Patna: Exporters of makhana—also known as fox nuts—from Bihar are bracing for a major setback after the U.S. government imposed a fresh 25% tariff on Indian agricultural imports, raising duties on makhana from 3.5% to nearly 29.5% .
Bihar produces about 85% of India’s makhana, and in 2024 exported approximately 600 tonnes to the U.S., where it has gained popularity as a healthy snack. The increased import duty is expected to raise the landed cost in U.S. markets, threatening demand and squeezing margins for Indian suppliers.
Satyajit Singh, managing director of a leading makhana exporter, said that American buyers are pressing Indian exporters to absorb the tariff increase—and reduce prices by 26%—to keep prices stable. But Singh warns this may be unsustainable for firms already operating on tight margins.
Industry analysts predict that the tariff hike could slow the momentum of positioning makhana as a global superfood, particularly in the premium health‑food segment. Exporters are now diversifying into new markets such as the Middle East, Southeast Asia and Europe to sustain growth.
Compounding the challenge is Bihar’s lack of export infrastructure. Despite being the top producer, much of the export processing and logistics happens outside the state, in Punjab or Assam—where cargo facilities and food processing units exist. This structural deficit makes it hard for Bihar-based growers to control value chains or negotiate better terms.
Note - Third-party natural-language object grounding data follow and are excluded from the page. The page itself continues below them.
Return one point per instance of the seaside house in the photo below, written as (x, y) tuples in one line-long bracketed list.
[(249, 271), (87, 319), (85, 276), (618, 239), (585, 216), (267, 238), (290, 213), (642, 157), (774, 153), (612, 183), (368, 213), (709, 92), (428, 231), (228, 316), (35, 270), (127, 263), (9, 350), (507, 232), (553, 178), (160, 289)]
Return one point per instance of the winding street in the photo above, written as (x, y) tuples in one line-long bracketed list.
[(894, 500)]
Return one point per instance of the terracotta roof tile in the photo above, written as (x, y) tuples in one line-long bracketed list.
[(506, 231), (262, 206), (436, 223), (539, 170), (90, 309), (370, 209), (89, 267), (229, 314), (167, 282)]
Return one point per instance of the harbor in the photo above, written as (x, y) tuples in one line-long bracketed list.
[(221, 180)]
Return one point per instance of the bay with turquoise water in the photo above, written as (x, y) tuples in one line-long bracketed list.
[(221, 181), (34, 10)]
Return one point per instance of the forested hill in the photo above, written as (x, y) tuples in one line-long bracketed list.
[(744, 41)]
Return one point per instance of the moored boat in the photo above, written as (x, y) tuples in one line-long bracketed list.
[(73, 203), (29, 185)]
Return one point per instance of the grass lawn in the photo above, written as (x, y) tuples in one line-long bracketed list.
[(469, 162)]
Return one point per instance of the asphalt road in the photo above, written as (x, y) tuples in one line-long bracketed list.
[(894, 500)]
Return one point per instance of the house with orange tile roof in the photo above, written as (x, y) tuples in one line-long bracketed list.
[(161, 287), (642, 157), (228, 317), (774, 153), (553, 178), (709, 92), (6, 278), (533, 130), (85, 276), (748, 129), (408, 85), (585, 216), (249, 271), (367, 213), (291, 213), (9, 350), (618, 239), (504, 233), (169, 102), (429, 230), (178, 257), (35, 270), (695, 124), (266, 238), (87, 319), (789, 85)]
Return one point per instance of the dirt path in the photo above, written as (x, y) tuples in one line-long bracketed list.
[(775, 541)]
While other Bihar exports such as litchis, mangoes and turmeric may also feel the impact, makhana is seen as most vulnerable given its relatively high incidence of U.S. demand and limited alternatives.
The situation casts new importance on Bihar’s planned Makhana Board, announced in the 2025‑26 Union Budget, aimed at improving production, processing infrastructure and marketing of makhana. Its timely implementation could help buffer some of the fallout from international trade disruptions.